First of all, Watson states "The question is whether the links with Papias are conceivable for Clement, or whether they betray the work of a modern forger who has used the Papias excerpts as a template for his own work." But this is obviously a false dichotomy. As I have repeatedly pointed out, these are not the only alternatives for authorship of To Theodore. A third alternative is that it is the work of an ancient forger, who has used the Papias excerpts as a template for his own work. Nor can I find comprehensible Watson's claim that:
The author here derives from Papias both phraseology and a template for his own very different account of the limitations of Mark’s Gospel. This compositional procedure is more plausibly ascribed to a modern author than to a second-century one.
Why? Standard synoptic source-criticism routinely assumes that GMt and GLk, for example, derive from GMk both a phraseology and a template for their very own different accounts of the gospel. How on earth is this in any way a procedure more modern than ancient?

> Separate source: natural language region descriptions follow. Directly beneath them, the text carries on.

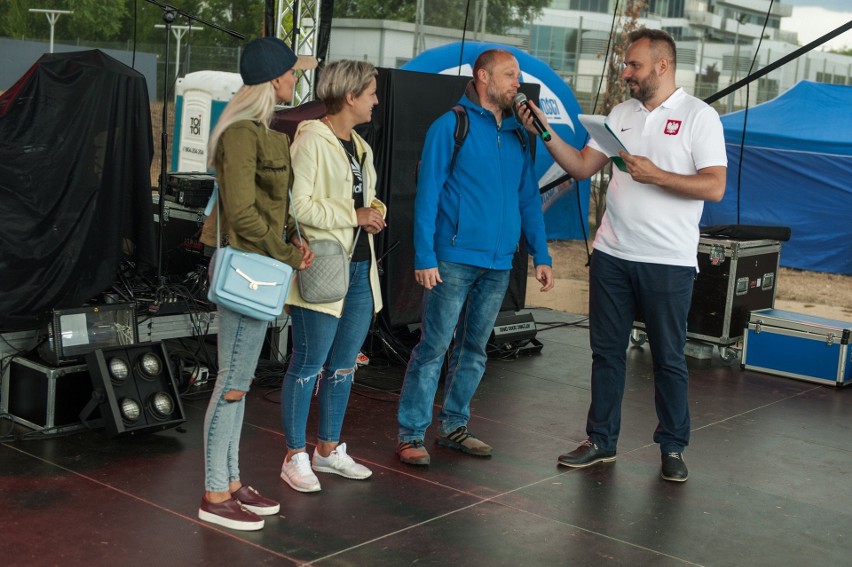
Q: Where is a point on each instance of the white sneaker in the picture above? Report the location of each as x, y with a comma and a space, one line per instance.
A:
338, 462
298, 474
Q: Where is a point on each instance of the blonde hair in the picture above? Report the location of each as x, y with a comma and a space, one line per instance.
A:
342, 78
251, 102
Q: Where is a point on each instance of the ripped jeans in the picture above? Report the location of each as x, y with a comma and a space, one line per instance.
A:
325, 348
240, 340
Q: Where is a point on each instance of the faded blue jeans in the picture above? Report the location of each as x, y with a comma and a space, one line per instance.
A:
239, 344
463, 307
325, 348
618, 289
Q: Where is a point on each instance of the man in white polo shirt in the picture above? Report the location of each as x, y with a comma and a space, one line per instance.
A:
645, 251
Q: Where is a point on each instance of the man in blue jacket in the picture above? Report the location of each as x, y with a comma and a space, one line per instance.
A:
470, 211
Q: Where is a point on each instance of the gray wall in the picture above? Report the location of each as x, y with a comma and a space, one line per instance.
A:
17, 56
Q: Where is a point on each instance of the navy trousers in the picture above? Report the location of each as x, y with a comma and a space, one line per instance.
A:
618, 289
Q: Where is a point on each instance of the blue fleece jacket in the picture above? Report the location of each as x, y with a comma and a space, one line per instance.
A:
475, 214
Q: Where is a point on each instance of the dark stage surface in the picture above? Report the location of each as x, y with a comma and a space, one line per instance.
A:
770, 465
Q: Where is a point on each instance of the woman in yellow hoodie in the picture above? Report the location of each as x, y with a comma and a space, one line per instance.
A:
333, 198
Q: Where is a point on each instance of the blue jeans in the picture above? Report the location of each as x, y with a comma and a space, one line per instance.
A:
466, 305
239, 344
325, 348
617, 290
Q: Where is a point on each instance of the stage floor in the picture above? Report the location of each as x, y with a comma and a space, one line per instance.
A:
770, 463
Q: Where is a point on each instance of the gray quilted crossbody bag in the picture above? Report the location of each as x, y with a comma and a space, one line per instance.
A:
327, 279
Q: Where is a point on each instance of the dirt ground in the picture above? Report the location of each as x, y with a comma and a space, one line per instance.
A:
814, 293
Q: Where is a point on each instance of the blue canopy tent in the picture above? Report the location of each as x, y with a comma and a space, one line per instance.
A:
796, 171
564, 218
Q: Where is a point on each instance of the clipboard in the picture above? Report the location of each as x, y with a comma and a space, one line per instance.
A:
599, 130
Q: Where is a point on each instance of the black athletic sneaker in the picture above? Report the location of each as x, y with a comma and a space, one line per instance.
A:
674, 468
586, 455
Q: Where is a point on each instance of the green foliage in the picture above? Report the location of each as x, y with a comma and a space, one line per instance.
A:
501, 16
15, 20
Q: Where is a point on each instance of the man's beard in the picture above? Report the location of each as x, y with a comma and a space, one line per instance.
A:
503, 101
646, 88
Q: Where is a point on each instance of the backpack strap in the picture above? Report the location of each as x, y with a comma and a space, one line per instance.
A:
460, 133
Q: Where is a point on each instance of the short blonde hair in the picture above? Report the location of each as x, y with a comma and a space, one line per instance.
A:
341, 78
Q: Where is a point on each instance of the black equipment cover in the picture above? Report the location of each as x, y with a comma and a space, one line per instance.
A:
75, 183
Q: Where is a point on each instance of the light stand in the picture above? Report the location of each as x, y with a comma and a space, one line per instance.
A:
169, 15
375, 331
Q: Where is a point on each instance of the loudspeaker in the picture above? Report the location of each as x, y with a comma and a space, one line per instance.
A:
408, 104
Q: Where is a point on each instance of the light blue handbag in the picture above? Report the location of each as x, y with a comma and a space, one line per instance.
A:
250, 284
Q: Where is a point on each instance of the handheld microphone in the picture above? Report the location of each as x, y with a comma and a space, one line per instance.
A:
521, 99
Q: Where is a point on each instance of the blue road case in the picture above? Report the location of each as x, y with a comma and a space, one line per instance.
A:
798, 346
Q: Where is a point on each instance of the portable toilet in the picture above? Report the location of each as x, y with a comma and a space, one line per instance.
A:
200, 98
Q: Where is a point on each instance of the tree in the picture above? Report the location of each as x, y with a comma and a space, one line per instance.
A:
501, 16
616, 91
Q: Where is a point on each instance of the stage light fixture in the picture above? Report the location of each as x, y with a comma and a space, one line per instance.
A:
118, 370
134, 389
73, 333
150, 365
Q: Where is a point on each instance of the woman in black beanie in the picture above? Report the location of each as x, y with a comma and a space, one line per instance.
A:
252, 166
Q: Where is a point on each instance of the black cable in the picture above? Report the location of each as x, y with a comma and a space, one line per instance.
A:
745, 110
464, 34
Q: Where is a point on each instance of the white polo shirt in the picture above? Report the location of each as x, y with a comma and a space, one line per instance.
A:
644, 223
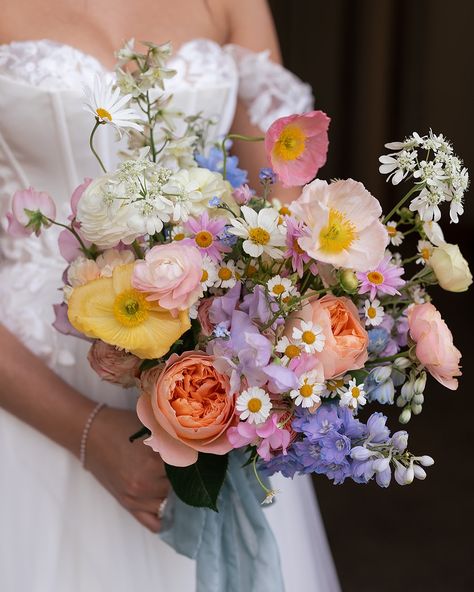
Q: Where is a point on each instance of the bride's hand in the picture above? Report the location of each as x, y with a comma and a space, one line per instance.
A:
131, 472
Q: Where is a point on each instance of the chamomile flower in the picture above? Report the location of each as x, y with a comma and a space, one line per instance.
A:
395, 236
425, 250
109, 107
373, 312
309, 390
254, 404
280, 287
309, 336
260, 232
226, 275
209, 273
288, 349
354, 395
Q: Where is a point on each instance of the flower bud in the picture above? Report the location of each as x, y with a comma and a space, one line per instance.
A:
420, 383
405, 415
400, 440
419, 472
425, 460
418, 399
348, 281
360, 453
451, 269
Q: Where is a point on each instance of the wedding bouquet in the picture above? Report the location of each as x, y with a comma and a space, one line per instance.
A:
245, 323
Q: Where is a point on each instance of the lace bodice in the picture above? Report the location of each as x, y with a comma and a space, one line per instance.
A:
44, 143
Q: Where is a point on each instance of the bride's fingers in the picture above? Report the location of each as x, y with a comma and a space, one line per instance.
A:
149, 520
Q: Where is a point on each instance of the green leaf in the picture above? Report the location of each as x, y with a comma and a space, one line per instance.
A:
199, 484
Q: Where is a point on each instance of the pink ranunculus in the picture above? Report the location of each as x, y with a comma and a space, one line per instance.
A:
434, 344
188, 408
170, 274
203, 316
39, 204
114, 365
297, 146
346, 342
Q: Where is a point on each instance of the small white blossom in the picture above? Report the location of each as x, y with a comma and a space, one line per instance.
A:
254, 404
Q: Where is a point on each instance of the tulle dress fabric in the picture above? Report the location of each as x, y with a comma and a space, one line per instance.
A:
60, 531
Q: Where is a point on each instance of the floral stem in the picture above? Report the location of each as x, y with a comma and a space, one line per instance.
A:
91, 144
401, 203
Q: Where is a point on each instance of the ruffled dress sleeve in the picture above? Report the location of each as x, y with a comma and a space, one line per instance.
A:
267, 89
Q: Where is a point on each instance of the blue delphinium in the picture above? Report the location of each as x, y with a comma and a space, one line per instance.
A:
214, 162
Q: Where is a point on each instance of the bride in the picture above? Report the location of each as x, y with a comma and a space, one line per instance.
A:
63, 528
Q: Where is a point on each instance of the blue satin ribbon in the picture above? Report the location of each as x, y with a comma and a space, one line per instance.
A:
234, 549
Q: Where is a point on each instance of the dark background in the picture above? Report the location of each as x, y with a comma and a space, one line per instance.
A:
383, 69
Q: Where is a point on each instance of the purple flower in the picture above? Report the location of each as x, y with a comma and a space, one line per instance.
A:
384, 279
205, 232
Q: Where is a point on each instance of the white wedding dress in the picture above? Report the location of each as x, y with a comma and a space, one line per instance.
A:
60, 531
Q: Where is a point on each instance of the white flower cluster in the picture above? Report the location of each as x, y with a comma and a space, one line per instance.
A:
438, 173
140, 197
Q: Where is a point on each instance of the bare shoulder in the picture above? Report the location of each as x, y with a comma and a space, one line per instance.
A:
249, 23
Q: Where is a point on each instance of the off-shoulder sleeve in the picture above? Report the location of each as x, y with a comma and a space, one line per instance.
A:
268, 90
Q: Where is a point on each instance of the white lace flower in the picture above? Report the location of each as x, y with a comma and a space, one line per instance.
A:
107, 104
254, 404
309, 390
260, 232
280, 287
288, 349
309, 336
395, 236
354, 396
374, 313
425, 250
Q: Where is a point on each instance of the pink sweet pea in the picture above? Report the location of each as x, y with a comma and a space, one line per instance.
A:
30, 208
297, 146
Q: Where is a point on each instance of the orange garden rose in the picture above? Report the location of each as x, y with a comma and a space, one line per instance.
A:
187, 407
345, 347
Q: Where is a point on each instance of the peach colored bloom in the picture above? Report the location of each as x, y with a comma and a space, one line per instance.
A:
434, 344
170, 274
346, 342
343, 218
187, 407
114, 365
297, 146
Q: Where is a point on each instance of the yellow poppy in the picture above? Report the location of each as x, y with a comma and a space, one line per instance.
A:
110, 309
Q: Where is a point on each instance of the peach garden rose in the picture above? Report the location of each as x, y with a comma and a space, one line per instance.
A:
188, 408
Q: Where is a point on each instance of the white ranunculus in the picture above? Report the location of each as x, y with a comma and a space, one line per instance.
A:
450, 268
104, 219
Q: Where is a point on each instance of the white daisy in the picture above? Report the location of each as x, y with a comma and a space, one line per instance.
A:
254, 404
108, 106
373, 312
425, 250
280, 287
395, 236
353, 397
309, 390
260, 232
310, 336
226, 275
209, 273
290, 350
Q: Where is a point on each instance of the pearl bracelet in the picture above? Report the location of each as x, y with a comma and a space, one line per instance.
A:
85, 432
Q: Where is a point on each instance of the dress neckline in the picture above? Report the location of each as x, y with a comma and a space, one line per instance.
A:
100, 65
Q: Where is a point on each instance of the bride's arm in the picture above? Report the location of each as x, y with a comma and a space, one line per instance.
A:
132, 473
251, 26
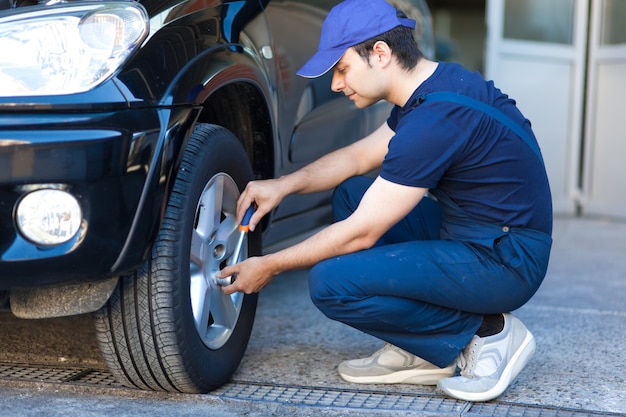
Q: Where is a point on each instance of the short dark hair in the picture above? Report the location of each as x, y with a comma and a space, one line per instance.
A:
402, 42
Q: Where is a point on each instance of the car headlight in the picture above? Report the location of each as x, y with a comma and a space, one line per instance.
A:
48, 217
68, 48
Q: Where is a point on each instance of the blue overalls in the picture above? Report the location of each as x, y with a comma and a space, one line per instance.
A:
427, 283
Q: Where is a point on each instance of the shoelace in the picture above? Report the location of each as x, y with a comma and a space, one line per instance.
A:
387, 346
467, 359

And the author's continuing reliance on Papias, if demonstrated by Watson, only serves to demonstrate my own claim: that the second/third-century pseudo-Clementine author was composing a textual history for both canonical and secret Mark that had no actual basis in fact. A disciple of Jesus named "Mark" did not compose either gospel, nor was canonical Mark written first. Instead, SGM was written first, in the second century, followed by the canonical revision. The author of To Theodore may very well have Papias in front of him as he tries to spin a more proto-orthodox history for Theodore's benefit. Watson has perhaps performed fine research here, but he (like Smith, ironically) unforunately follows it to the wrong conclusions.